Todo esto hizo viviendo en el último tercio de la vida, y lo demás que callan los Evangelistas, porque sepas que vivió bien el último tercio de su vida, a que correspondió tan buena muerte. Luego buena y cierta regla es la que arriba te hemos dado: que quien bien vive, bien muere; y quien mal vive, mal muere. Y cuando no fuera así, sino que hubiera vivido siempre mal, ¿qué ley hay para que sigas el ejemplo de uno entre mil, y no el de mil respecto de uno? De mil que viven mal apenas muere uno bien, luego cierta regla es que cada uno muere como vive, y que conforme fuere su vida será su muerte.
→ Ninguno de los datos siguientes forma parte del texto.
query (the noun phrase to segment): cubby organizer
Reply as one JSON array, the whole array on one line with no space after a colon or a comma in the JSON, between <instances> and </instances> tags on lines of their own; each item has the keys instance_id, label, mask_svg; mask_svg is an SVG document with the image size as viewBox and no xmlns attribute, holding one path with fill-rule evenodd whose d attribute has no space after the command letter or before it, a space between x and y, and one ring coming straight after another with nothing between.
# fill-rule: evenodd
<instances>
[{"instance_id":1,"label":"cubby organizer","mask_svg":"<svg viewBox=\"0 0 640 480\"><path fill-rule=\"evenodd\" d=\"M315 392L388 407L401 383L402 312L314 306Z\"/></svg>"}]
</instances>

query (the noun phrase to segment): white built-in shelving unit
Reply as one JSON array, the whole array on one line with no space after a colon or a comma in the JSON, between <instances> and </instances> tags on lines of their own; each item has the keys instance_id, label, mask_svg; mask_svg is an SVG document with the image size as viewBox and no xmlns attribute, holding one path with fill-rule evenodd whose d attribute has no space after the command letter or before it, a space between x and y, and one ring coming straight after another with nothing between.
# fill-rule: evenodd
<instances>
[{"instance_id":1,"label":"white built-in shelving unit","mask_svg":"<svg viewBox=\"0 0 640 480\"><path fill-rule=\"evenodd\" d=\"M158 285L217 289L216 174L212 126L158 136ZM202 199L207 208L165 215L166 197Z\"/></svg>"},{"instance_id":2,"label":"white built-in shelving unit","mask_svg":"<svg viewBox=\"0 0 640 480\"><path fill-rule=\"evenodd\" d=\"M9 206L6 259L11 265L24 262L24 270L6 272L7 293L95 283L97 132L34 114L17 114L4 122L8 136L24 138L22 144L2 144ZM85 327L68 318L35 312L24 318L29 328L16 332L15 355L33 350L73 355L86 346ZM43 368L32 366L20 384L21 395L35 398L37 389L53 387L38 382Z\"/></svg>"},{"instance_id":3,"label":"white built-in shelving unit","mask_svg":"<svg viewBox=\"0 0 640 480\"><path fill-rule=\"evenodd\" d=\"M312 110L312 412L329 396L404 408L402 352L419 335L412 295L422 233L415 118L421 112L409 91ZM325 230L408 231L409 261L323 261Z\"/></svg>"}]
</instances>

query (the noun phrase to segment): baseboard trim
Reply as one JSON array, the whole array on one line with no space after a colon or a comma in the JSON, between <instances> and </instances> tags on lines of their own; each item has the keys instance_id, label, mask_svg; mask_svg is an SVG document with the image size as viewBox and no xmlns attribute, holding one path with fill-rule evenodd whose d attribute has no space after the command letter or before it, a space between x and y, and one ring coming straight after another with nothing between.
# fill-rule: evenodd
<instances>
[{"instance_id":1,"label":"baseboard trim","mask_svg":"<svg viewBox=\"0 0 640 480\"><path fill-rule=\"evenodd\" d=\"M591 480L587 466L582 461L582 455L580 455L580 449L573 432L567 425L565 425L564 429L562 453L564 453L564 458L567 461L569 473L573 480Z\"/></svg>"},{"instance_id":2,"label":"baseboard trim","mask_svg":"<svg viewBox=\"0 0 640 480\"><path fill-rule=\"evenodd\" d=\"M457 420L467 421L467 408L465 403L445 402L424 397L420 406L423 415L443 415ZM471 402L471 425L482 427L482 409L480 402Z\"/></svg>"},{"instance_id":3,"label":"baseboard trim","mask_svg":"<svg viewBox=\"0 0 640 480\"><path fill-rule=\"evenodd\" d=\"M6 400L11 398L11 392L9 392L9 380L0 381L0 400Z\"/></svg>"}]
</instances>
Ni se puede negar que es peligrosísima cosa vivir siempre mal, y dilatar la conversión y penitencia para la última hora en que se remata la vida. Acción sumamente difícil, y aunque no la juzgo por imposible, porque para Dios ninguna cosa lo es, pero es cosa rarísima, y como un milagro en la tierra. Grande cosa es llevar el hombre el yugo del Señor desde la mocedad, y acostumbrarse desde luego a la virtud, porque no sentirá dificultad después, y tendrá muy feliz fin. Estos son de los que cantan los ángeles, que son las primicias de Dios y del Cordero, rescatados de los hombres, los que no mancharon su vida con el amor sensual, los que no hablaron mentira, ni se oyó de su boca palabra mala, los que se hallaron sin mancha en el acatamiento de Dios: de cuyo número fueron el santo Profeta Jeremías, el precursor de Cristo, Profeta y más que Profeta, San Juan Bautista, y primero que todos la Santísima Virgen María, Madre de Dios y Señora nuestra, y otros muchos que Dios sabe, y nosotros no alcanzamos. Quede, pues, asentado este precepto, como el primero y principal para alcanzar este arte de bien morir, que la buena muerte depende de la buena vida, y que la regla de bien morir es la de bien vivir.